Ника промолчала. Гриша смотрел ей в глаза нежно и тревожно, и ей стало немного стыдно. Лучше бы сразу сказать ему правду, не врать, не выдумывать, не прятать глаза. Впрочем, не стоит эта правда его нервов, особенно сейчас. Довольно с него напряженных месяцев предвыборной борьбы и предстоящих проблем на новой должности.

– Ты хочешь полететь на похороны? – спросил он, обнимая ее сзади за плечи.

– Конечно. А ты?

– Ты же знаешь, я не могу, – он потерся щекой об ее щеку и тяжело вздохнул, – вообще все это так нелепо, так страшно… Тридцать семь лет…

– Тридцать восемь, – поправила она.

В тот вечер они больше ни словом не обмолвились о Никите. Уже ночью, в постели, припав губами к ее уху, он спросил:

– Скажи, пожалуйста, счастье мое, куда ты исчезла сегодня из больницы?

– Мне захотелось погулять.

– Могла бы предупредить шофера. Он, бедный, так переволновался… Да, кстати, а что за женщина ворвалась к тебе в кабинет?

– Моя бывшая пациентка, из Москвы.

– Ты с ней отправилась погулять?

– Да.

– А кто она, если не секрет?

– Ну, мало ли у меня было пациентов? Ты не знаешь.

– Ты уверена, что хочешь лететь на похороны?

– Я же сказала – конечно, полечу.

– Это уже не Никита. Там будет закрытый гроб. Мне кажется, не стоит тебе. Ты устала, с нервами у тебя плохо.

– Я в порядке, Гришенька.

– Опять хочешь быть самой сильной? Слезы, обмороки, нитроглицерин с валерьянкой, запаянный гроб.

– Гриша, не надо…

– Хорошо, не буду. Ты уже решила, что наденешь на инаугурацию?

– Это так важно?

– Ужасно важно, – голос его зазвучал хрипло и совсем глухо, он нащупал ее руку и прижал ладонь к своей щеке, – синее платье. То, которое я привез из Лондона. Хорошо?

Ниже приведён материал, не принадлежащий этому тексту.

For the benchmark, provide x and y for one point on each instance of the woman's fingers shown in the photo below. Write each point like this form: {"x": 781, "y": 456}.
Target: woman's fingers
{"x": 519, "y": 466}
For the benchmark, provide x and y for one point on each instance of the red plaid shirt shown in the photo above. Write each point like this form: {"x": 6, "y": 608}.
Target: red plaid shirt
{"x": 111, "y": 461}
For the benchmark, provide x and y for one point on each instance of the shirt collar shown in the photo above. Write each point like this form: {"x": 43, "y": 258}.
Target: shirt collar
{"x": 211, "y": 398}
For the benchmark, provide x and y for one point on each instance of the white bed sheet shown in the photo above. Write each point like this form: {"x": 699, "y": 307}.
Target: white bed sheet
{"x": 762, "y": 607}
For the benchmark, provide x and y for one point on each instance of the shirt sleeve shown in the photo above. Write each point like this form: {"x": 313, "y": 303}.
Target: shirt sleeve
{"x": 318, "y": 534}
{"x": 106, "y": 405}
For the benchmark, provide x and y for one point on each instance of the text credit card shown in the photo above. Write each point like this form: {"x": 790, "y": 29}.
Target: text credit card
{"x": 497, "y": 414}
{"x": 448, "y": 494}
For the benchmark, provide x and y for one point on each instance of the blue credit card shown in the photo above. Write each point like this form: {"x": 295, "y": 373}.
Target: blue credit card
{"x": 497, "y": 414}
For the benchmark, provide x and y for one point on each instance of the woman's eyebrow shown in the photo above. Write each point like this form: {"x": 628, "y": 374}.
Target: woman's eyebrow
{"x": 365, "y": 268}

– Прости, Гриша, я спать хочу, устала. – Она отодвинулась, отвернулась к стене и уже как бы сквозь сон пробормотала: – Скажи, когда ты видел Никиту в последний раз?

– Очень давно, – тяжело вздохнул Гриша, – наверное, года три назад. Точно не помню.

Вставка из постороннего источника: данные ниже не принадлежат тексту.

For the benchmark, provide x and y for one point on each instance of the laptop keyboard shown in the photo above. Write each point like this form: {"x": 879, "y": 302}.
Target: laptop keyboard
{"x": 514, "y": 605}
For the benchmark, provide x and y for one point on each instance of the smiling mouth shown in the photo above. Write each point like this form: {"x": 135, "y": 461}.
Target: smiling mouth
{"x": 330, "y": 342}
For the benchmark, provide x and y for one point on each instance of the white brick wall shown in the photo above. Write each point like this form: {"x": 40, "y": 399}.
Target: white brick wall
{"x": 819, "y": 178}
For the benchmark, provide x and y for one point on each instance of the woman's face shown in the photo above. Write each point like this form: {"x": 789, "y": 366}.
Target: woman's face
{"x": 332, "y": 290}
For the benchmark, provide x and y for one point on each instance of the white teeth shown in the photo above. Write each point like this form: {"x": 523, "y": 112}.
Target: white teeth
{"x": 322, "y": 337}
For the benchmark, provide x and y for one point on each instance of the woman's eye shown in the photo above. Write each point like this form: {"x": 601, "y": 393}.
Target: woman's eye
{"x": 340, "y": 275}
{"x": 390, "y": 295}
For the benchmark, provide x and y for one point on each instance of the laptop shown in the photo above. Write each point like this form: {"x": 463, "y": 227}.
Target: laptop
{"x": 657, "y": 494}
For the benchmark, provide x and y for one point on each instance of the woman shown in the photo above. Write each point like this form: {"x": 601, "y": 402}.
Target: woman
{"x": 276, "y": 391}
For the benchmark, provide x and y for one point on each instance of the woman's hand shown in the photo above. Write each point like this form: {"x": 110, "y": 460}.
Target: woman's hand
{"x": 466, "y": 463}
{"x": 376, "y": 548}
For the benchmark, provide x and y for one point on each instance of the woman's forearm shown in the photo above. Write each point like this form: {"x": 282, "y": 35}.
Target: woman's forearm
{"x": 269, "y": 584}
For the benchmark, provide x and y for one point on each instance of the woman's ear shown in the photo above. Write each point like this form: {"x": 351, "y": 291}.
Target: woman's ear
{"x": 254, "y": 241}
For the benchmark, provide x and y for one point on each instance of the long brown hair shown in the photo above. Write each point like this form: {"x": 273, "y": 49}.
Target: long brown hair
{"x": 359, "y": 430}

Она промолчала в ответ. Она знала, что он врет.

* * *

Белорусский вокзал оказался для Егорова тупиком. Можно было расспрашивать его постоянных обитателей, бомжей, попрошаек, милиционеров. Можно было только гадать, куда уехали Оксана и Славик. С Белорусского вокзала отправляется множество поездов, Россия большая. Все бесполезно.

Вероятно, если бы нищая девочка Ира сказала ему правду, назвала Казанский вокзал, был бы у Егорова малюсенький шанс. Кто-то мог бы случайно вспомнить. Но умная Ира соврала, и шанса не было.

Федю перевели из реанимации в обычную палату. Егорову удалось поймать Гришку Русова во дворе его департамента, у машины.

– Куда их увезли? – спросил он, крепко схватив Гришку за руку.

– Кого? О чем ты?

– Ты меня прекрасно понял, Русов. Я только хочу знать, где моя жена и мой сын?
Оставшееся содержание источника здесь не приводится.